Mother

Mother
By Daniel Keene. A Belvoir and If Theatre Production. Belvoir Theatre, Sydney. Director: Matt Scholten. 25 January - 11 February 2018

She’s a lonely figure on stage as the audience assemble. Surrounded by leaves, rubbish, the left-over detritus of a Melbourne suburban corner, the woman is damaged and shaky, with matted hair and outfit of a beggar. Birds squawk. The audience chatter, are indifferent to her. A full 20 minutes goes by as she potters about, grunting, talking to herself. 

At last the play begins and we are submerged in the leftovers of life on the outside. This is our introduction to Christie, or Mother, the title character in Daniel Keene’s 70-minute portrait of modern homelessness and abject poverty. 

Noni Hazlehurst brings commitment and controlled anger to the role, as blazing a performance as Sydney has seen in a while. On the road, from Hobart to Cairns, over the past two years, she brings great subtleties to the role.

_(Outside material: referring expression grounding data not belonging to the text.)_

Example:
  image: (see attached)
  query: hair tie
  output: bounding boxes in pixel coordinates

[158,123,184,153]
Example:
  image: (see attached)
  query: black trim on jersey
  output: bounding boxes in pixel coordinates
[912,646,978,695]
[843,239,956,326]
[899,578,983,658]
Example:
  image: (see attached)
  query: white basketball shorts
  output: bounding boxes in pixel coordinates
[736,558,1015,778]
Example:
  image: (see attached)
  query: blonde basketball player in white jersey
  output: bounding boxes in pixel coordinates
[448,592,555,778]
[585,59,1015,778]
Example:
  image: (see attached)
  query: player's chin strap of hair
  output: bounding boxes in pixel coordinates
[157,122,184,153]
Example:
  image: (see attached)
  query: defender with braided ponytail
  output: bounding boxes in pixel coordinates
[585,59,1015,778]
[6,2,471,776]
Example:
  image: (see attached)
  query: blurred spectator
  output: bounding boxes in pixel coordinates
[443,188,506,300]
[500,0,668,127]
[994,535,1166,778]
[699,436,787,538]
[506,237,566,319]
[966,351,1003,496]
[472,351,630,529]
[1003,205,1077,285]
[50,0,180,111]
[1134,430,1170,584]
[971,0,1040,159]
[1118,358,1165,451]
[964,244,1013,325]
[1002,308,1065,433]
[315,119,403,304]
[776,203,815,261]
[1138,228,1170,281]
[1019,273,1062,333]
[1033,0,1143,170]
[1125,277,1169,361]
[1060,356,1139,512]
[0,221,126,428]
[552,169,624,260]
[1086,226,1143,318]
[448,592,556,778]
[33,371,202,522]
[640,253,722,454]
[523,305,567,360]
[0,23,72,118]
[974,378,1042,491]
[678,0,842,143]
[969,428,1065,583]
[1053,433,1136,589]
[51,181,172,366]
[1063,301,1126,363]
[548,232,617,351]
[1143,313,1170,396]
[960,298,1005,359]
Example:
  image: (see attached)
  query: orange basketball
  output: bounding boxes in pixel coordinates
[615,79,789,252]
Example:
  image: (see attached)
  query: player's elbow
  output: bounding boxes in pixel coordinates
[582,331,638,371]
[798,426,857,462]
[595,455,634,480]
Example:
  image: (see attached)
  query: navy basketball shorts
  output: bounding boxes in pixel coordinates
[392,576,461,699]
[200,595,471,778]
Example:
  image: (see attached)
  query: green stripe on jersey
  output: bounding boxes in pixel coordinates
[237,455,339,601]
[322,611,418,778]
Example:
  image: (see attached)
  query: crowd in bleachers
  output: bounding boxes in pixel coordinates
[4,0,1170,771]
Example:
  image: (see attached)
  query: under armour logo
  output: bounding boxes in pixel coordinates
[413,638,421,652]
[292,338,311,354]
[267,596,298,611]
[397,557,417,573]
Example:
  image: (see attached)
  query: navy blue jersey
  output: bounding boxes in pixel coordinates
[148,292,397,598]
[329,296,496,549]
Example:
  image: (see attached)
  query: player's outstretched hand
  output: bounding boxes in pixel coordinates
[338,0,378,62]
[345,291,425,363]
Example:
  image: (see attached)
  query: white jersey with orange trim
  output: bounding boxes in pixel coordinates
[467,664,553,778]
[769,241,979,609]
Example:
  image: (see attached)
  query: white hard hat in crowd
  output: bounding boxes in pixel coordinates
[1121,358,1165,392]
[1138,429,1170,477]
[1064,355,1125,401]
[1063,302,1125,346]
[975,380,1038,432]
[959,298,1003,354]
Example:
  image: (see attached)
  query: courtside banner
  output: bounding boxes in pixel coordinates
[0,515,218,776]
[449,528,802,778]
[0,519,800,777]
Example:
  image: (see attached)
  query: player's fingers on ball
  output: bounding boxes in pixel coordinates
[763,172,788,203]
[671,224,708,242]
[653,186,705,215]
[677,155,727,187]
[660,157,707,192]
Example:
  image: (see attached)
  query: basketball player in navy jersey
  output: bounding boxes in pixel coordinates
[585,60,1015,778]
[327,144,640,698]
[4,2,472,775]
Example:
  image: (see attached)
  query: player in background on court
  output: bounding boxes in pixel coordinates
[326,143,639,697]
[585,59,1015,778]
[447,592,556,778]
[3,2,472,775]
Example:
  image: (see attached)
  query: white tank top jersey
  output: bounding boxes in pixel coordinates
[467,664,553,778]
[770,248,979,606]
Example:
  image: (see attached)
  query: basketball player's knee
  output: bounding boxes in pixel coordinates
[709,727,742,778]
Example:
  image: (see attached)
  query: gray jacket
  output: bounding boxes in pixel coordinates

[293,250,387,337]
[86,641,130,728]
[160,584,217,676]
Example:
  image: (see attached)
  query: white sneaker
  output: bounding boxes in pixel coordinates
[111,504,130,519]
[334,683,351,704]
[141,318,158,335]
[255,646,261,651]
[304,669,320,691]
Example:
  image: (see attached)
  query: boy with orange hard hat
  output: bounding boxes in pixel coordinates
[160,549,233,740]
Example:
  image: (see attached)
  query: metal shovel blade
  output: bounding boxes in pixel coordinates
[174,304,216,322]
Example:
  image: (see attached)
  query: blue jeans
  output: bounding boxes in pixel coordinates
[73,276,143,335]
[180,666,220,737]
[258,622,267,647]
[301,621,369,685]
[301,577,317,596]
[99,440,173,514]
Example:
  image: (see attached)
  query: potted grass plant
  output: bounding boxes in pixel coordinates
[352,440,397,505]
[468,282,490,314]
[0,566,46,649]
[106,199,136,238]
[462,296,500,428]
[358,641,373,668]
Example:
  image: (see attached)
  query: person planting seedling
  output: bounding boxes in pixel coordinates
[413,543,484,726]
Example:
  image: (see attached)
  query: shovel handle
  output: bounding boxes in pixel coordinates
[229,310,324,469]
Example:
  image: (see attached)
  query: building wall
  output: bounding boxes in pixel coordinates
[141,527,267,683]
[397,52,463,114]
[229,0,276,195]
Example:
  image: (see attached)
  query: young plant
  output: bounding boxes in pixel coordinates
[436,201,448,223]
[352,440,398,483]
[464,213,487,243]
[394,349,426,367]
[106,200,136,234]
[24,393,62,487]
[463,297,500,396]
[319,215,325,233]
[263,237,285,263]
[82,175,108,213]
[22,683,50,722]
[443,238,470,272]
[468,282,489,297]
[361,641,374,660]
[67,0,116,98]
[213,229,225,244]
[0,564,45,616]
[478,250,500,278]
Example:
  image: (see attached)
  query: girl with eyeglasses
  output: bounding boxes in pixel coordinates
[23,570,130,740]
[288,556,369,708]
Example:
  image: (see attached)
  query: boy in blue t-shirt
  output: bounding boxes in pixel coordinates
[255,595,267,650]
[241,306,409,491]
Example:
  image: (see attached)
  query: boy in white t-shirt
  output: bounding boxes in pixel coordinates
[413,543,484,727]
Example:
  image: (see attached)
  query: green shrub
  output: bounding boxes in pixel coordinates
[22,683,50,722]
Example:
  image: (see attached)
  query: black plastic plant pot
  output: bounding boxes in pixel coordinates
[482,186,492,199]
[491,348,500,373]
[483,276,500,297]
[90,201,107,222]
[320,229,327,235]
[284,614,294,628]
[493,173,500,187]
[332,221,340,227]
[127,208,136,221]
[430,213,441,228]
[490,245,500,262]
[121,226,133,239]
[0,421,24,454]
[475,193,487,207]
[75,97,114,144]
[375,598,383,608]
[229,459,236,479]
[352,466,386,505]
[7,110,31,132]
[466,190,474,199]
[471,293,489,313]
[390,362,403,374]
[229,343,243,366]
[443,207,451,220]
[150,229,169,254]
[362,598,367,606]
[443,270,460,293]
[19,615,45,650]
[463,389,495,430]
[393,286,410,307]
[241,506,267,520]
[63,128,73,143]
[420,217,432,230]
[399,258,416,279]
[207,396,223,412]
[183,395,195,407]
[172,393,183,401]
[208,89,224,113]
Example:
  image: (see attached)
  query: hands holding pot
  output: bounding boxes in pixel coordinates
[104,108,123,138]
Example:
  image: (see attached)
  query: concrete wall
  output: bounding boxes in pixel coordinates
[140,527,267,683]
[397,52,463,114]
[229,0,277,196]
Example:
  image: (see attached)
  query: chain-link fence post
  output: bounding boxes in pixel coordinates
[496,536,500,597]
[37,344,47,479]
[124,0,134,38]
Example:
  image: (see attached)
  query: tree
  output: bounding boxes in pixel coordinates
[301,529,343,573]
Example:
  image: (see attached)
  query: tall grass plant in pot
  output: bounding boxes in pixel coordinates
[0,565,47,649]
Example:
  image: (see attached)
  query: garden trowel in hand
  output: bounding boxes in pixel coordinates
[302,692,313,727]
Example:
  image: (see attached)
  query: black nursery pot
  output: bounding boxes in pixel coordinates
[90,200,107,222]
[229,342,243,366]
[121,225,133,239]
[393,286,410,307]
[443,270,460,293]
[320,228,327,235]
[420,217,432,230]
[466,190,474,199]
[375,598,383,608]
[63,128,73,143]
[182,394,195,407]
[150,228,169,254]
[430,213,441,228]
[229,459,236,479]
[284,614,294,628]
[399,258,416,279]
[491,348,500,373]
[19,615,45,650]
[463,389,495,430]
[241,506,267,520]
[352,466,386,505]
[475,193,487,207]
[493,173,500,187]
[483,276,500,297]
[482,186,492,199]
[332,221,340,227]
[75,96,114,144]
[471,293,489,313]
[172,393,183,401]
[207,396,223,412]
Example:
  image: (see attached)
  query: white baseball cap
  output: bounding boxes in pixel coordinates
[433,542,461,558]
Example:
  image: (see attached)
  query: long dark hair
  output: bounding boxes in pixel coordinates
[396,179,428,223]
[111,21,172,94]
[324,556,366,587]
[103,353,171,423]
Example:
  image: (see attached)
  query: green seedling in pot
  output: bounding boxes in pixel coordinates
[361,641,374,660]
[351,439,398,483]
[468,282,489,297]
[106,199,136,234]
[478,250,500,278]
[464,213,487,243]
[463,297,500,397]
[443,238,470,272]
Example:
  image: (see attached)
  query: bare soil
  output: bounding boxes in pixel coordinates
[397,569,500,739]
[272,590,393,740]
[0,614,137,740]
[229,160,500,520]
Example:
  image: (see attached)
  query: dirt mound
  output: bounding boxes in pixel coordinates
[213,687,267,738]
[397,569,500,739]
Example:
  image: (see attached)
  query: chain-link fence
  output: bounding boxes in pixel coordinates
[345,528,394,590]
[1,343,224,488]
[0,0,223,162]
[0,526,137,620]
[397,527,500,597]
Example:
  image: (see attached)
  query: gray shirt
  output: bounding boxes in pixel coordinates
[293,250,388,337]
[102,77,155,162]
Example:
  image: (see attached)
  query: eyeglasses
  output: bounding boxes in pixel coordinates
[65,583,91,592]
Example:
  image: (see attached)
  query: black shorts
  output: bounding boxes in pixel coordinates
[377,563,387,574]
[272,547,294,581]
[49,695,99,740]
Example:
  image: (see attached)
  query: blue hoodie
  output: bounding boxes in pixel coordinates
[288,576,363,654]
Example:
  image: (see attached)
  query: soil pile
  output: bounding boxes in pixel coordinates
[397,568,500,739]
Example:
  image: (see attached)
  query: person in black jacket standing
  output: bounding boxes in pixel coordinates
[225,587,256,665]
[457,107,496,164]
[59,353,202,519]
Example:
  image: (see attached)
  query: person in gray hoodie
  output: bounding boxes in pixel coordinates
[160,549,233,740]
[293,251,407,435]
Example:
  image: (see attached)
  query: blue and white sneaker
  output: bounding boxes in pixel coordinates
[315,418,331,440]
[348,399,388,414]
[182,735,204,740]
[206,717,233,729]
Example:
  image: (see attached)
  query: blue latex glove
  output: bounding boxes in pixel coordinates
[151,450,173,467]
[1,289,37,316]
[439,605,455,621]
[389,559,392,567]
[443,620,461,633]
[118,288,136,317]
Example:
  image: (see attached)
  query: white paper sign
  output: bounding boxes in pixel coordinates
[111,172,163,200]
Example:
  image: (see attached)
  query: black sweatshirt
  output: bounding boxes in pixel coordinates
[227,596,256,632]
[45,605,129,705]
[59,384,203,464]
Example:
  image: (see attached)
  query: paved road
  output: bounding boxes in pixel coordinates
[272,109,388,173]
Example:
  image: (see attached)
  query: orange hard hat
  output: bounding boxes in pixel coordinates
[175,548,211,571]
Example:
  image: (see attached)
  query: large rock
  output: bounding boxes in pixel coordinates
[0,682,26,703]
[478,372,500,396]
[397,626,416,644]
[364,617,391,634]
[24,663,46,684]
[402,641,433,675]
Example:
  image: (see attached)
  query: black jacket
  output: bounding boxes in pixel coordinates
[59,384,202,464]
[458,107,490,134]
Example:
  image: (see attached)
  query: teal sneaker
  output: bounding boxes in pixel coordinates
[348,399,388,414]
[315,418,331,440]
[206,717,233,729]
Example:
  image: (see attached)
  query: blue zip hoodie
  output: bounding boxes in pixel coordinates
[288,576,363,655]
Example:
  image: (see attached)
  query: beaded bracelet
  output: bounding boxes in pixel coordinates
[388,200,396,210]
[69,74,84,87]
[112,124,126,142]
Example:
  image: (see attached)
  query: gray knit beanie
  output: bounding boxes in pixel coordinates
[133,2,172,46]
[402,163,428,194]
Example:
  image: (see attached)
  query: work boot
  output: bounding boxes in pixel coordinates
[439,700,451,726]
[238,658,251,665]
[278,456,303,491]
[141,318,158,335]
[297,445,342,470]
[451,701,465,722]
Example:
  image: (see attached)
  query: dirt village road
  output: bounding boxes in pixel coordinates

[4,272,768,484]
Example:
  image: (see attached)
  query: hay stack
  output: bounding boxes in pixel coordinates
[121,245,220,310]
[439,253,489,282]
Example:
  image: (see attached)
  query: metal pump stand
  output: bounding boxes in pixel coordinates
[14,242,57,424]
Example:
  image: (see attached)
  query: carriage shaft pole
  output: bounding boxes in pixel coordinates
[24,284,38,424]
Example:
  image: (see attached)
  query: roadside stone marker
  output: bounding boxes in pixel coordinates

Shaking, never still, she remembers a scene with her dropkick husband Lenny, as ‘mad as a budgie’, her pregnancy, feeding the baby mashed banana, choosing a name – ‘let’s call him Lenny’, Lenny said. Secretly, unofficially, she calls him Beau.

And then there’s loudmouth conflict - with a passing 12-year-old boy who swears at her, at a rest home, with her no-interest mother, and with Lenny’s sister who takes the baby away for safety’s sake. When she attempts to get the baby back, Christie meets up with Lenny again (‘as barren as a plank’).

Matt Scholten directs with care and precision. With setting and costume designed by Kat Chan, atmospheric lighting by Tom Willis, and a more or less continuous soundtrack of birds and trains and overheard music by Darius Kedros, this is first rate travelling theatre.